The Tamagawa number $\tau$ of an algebraic $G$ group over $\mathbb Q$ is the volume of $G(\mathbb A)/G(\mathbb Q)$, or a proxy thereof*. The conjecture is that it is Pic over Sha. This is a theorem for linear algebraic groups and equivalent to BSD for abelian varieties. This was conjectured by Weil in the simply connected case, where the answer is particularly nice: 1. But tori and abelian varieties do not have a simply connected cover; and the mass formula is about a group that is not simply connected.

What is the measure on the adelic group? It is a Haar measure, but that is unique only up to a real number. Tamagawa showed that there is a canonical normalization, Tamagawa measure. First choose the Haar measure additive group of the adeles so $\mathop{vol}(\mathbb A/\mathbb Q)=1$, which is also the obvious measure. For more general groups, an invariant differential form gives a local identification of the group with a power of the additive group, allowing the measure to be transferred. (Well, that's the heuristic, but I think it does not directly work with adeles, but only for local fields, which is enough.) General adelic differential forms still produce all Haar measures, but the product formula says that multiplying a differential form by an element of $\mathbb Q^*$ does not change the measure. Thus differential forms defined over $\mathbb Q$ yield a single canonical normalization of Haar measure.

The class number formula for a number field $K$ is equivalent to 1 being the Tamagawa number for a particular torus, (the Weil restriction of) the multiplicative group over $K$. To avoid infinities, you could replace that with the kernel of the norm map to $\mathbb G_{m,\mathbb Q}$, analogous to dividing the zeta function of $K$ by the zeta function of $\mathbb Q$. The Siegel mass formula can be reduced to the Tamagawa number for the appropriate orthogonal group, which I believe was Tamagawa's original motivation.

I don't know why the formula is Pic over Sha. That is a multiplicative factor necessary for good behavior in group extensions, including isogenies. Actually, I did figure out the role of Sha, namely that a better object than $G(\mathbb A_{\mathbb Q})/G(\mathbb Q)$ is $(G(\mathbb A_{\mathbb K})/G(K))^{\mathop{Gal}(K/\mathbb Q)}\cong G(\mathbb A_{\mathbb Q})/G(\mathbb Q)\times Ш_{G,\mathbb Q}$. I suspect that the explanation of Pic is that we should replace the space with a stack with that isotropy. Also, what shows up is in the abelian variety case is not the whole Picard group, but the torsion part.

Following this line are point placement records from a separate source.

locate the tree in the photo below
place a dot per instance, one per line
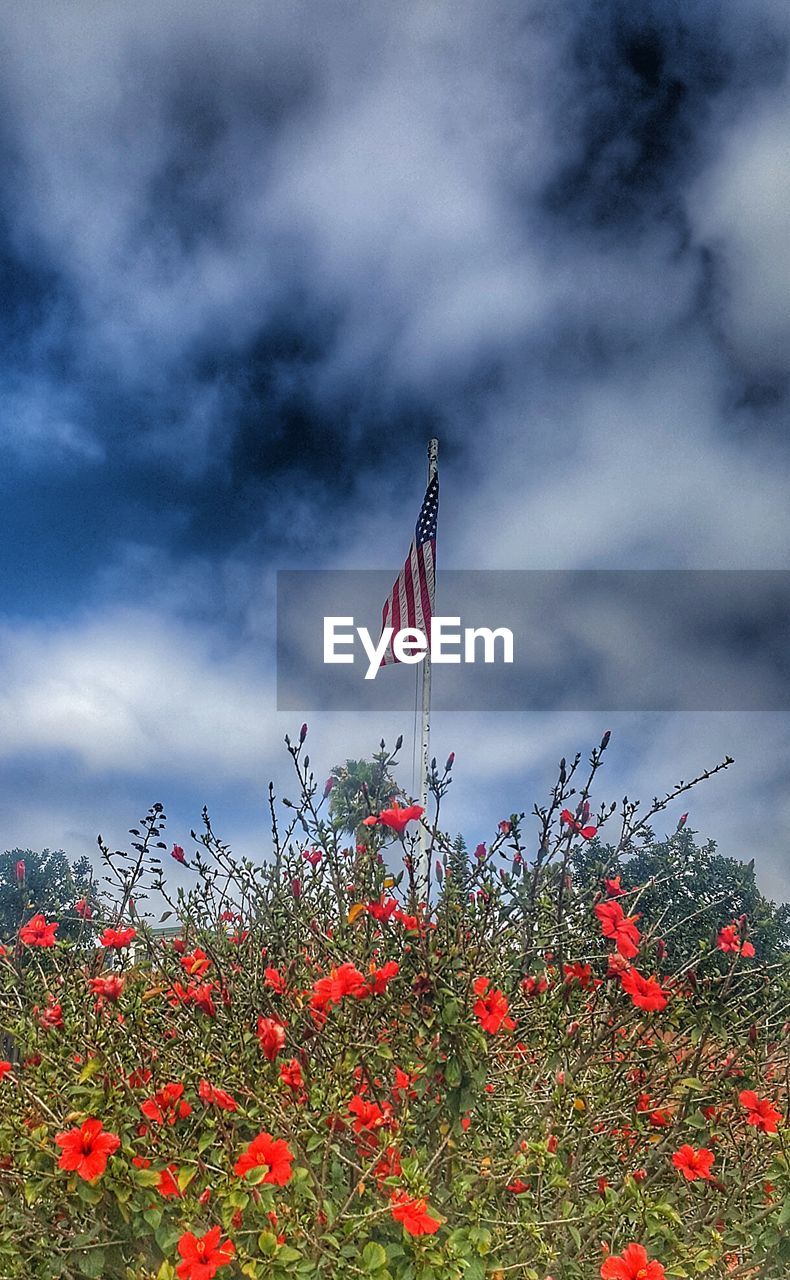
(681, 881)
(362, 787)
(45, 882)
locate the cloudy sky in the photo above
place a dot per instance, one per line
(252, 255)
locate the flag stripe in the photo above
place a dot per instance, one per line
(410, 603)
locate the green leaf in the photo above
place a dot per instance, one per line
(91, 1264)
(374, 1257)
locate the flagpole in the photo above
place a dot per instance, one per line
(423, 869)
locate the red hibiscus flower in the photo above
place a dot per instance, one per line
(272, 1036)
(369, 1115)
(37, 932)
(491, 1008)
(108, 988)
(168, 1183)
(167, 1106)
(633, 1264)
(397, 818)
(761, 1112)
(343, 981)
(274, 979)
(274, 1155)
(570, 821)
(414, 1215)
(532, 986)
(620, 928)
(694, 1164)
(291, 1074)
(117, 940)
(217, 1097)
(202, 1255)
(380, 978)
(580, 973)
(729, 940)
(645, 992)
(86, 1150)
(195, 963)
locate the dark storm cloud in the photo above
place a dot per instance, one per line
(252, 255)
(281, 248)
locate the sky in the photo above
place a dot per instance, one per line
(252, 256)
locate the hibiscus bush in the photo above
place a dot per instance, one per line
(327, 1065)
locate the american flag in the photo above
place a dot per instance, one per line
(410, 603)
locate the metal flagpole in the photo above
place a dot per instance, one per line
(423, 869)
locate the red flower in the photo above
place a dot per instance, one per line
(580, 973)
(37, 932)
(270, 1153)
(619, 927)
(86, 1150)
(694, 1164)
(108, 988)
(631, 1265)
(729, 940)
(761, 1112)
(291, 1074)
(274, 978)
(117, 938)
(517, 1187)
(217, 1097)
(202, 1255)
(272, 1036)
(397, 818)
(645, 992)
(195, 963)
(343, 981)
(167, 1106)
(380, 978)
(168, 1183)
(51, 1016)
(585, 832)
(491, 1008)
(532, 986)
(414, 1215)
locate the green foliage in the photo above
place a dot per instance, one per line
(361, 787)
(479, 1072)
(50, 883)
(680, 882)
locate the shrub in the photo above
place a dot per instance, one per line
(320, 1074)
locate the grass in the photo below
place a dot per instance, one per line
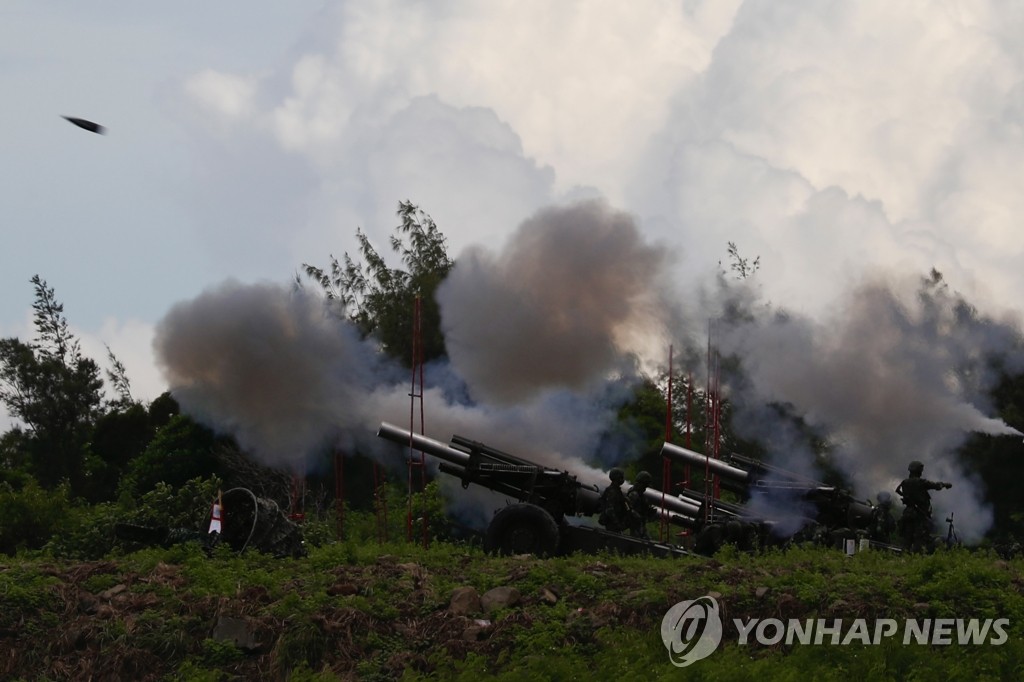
(372, 611)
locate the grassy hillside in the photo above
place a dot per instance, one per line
(377, 612)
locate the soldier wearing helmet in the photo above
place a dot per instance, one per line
(614, 511)
(915, 525)
(640, 509)
(883, 523)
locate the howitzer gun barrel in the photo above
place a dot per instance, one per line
(672, 503)
(422, 443)
(717, 467)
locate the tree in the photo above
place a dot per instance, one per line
(53, 390)
(380, 299)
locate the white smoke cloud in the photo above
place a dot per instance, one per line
(897, 372)
(836, 141)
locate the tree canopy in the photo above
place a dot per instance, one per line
(379, 299)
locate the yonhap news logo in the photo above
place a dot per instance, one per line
(692, 630)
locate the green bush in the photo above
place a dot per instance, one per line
(30, 516)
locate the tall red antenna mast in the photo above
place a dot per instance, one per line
(416, 398)
(666, 461)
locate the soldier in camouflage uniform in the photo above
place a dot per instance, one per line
(883, 524)
(614, 511)
(640, 510)
(915, 525)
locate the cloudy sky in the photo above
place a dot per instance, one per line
(836, 141)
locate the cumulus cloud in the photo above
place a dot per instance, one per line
(845, 144)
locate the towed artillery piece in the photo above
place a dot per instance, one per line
(542, 501)
(779, 507)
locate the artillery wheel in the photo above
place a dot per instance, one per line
(522, 528)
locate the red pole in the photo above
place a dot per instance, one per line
(666, 462)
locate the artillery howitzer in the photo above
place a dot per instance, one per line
(541, 500)
(778, 507)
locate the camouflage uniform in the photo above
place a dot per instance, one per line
(915, 525)
(613, 508)
(640, 510)
(883, 524)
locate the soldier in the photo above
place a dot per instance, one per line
(915, 524)
(883, 523)
(640, 509)
(612, 505)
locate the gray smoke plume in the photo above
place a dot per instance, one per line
(278, 369)
(574, 291)
(271, 366)
(890, 378)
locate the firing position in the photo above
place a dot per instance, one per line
(915, 525)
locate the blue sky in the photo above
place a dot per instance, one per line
(842, 143)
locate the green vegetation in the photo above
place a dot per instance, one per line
(358, 609)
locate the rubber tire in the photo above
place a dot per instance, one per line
(522, 528)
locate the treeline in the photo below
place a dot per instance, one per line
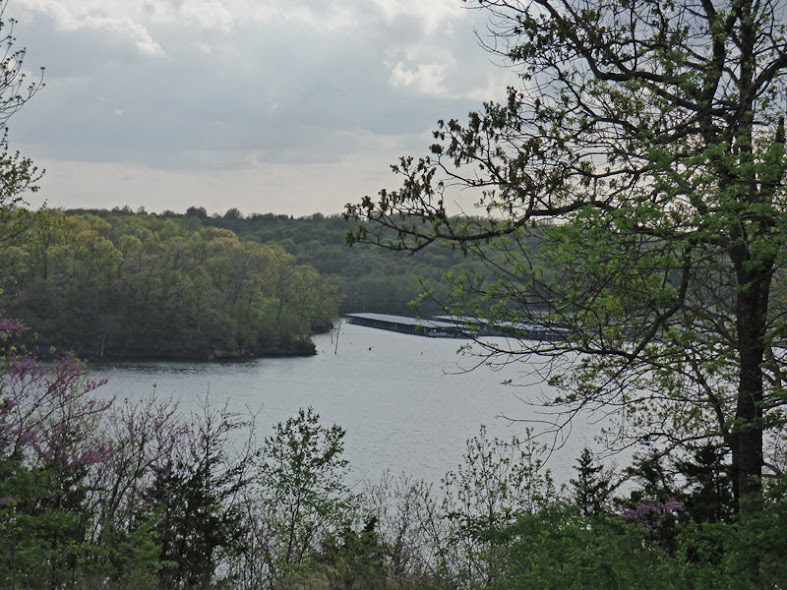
(369, 278)
(102, 494)
(120, 285)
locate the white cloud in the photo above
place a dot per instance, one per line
(72, 17)
(320, 94)
(427, 78)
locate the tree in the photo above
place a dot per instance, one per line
(303, 498)
(646, 146)
(17, 173)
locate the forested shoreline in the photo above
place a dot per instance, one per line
(122, 284)
(144, 286)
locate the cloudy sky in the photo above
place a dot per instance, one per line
(284, 106)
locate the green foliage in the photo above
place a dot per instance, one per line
(653, 172)
(137, 285)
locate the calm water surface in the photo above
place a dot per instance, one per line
(407, 402)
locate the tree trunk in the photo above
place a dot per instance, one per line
(751, 315)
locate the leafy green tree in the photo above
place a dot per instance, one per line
(303, 497)
(646, 143)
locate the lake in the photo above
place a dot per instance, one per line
(408, 403)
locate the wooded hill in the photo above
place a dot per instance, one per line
(124, 284)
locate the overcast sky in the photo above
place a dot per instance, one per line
(283, 106)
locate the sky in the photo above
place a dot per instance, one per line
(268, 106)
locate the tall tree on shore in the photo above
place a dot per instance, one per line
(18, 174)
(651, 135)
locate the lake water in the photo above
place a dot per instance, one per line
(408, 403)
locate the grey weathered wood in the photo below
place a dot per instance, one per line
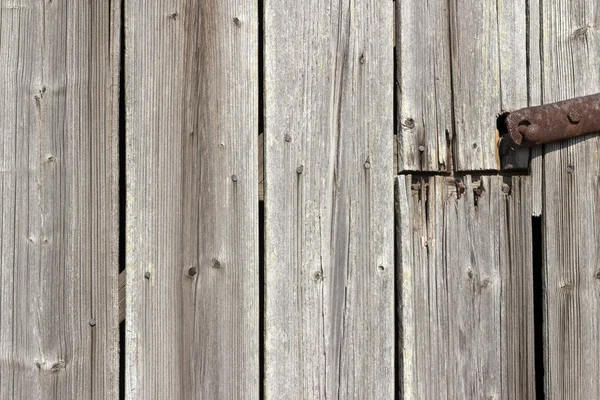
(59, 199)
(571, 67)
(261, 167)
(465, 288)
(329, 200)
(489, 69)
(424, 85)
(122, 295)
(534, 55)
(192, 220)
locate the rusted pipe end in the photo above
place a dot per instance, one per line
(533, 126)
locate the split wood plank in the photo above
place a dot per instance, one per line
(465, 288)
(329, 200)
(424, 86)
(192, 305)
(571, 215)
(59, 199)
(464, 61)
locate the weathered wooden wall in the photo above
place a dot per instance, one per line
(465, 288)
(460, 64)
(192, 203)
(59, 199)
(329, 271)
(570, 66)
(330, 310)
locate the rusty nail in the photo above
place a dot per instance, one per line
(409, 123)
(533, 126)
(574, 117)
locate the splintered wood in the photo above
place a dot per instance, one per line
(465, 288)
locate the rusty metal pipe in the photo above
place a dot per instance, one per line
(533, 126)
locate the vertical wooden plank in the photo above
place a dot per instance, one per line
(192, 204)
(534, 74)
(425, 95)
(329, 200)
(489, 70)
(465, 278)
(59, 199)
(571, 49)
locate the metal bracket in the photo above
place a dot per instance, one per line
(533, 126)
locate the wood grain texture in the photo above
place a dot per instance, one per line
(465, 288)
(489, 70)
(534, 57)
(571, 67)
(59, 199)
(424, 86)
(122, 295)
(192, 204)
(329, 200)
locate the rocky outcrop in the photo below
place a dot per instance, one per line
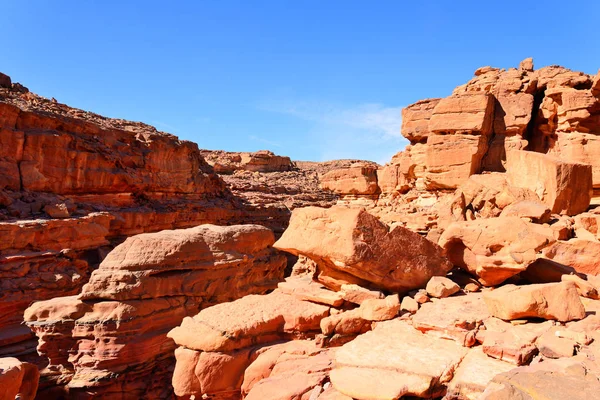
(18, 380)
(224, 162)
(72, 185)
(495, 249)
(556, 301)
(350, 246)
(111, 339)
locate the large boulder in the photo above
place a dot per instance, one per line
(356, 180)
(494, 249)
(395, 360)
(352, 246)
(556, 301)
(566, 187)
(581, 255)
(111, 338)
(18, 380)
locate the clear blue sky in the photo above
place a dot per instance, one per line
(312, 79)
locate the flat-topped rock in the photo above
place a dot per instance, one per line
(250, 320)
(555, 301)
(305, 288)
(395, 360)
(474, 373)
(566, 187)
(495, 249)
(352, 246)
(457, 318)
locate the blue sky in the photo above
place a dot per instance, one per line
(314, 80)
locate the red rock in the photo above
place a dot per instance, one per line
(566, 187)
(360, 180)
(457, 318)
(451, 159)
(252, 320)
(494, 249)
(380, 309)
(208, 262)
(533, 210)
(415, 120)
(352, 246)
(225, 162)
(378, 365)
(409, 304)
(584, 288)
(473, 374)
(306, 289)
(349, 323)
(557, 301)
(511, 343)
(18, 380)
(112, 339)
(581, 255)
(440, 287)
(463, 113)
(5, 80)
(287, 372)
(552, 380)
(357, 294)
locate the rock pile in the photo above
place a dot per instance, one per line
(110, 340)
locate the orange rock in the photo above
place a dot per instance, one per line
(440, 287)
(415, 120)
(360, 180)
(581, 255)
(552, 380)
(289, 371)
(378, 365)
(251, 320)
(112, 337)
(451, 159)
(380, 309)
(18, 380)
(474, 373)
(566, 187)
(511, 343)
(457, 318)
(557, 301)
(352, 246)
(471, 113)
(533, 210)
(495, 249)
(207, 262)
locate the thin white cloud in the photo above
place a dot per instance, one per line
(365, 131)
(263, 140)
(370, 116)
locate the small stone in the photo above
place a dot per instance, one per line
(409, 304)
(440, 287)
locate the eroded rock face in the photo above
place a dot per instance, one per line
(379, 365)
(111, 340)
(72, 185)
(352, 246)
(17, 379)
(219, 343)
(495, 249)
(566, 187)
(556, 301)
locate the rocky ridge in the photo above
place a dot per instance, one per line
(463, 269)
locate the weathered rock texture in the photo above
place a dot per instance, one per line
(73, 184)
(111, 339)
(350, 245)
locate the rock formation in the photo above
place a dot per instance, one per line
(110, 340)
(465, 268)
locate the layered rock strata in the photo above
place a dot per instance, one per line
(110, 341)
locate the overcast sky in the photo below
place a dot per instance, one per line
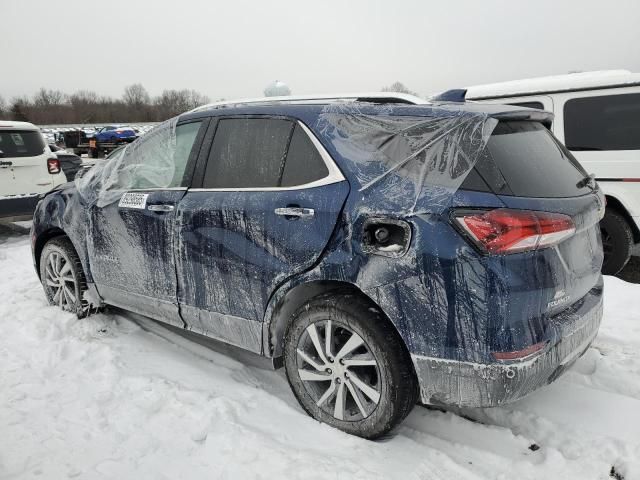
(234, 49)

* Proxy for measure: In the semisimple case, $G(\mathbb Q)$ is a lattice in $G(\mathbb A)$ and everything is great. In the case of $\mathbb G_m$, there is infinite covolume, and $\tau(\mathbb G_m)$ is set to $1$ by fiat. For abelian varieties of positive rank, the rational points are not discrete, so volume is problematic, but Bloch showed that there is a canonical extension of a rank $n$ abelian variety by $\mathbb G_m^n$ so that the Tamagawa number conjecture for that group is equivalent to BSD for the original. One often defines the Tamagawa number of the original abelian variety as the honest Tamagawa number of the extension.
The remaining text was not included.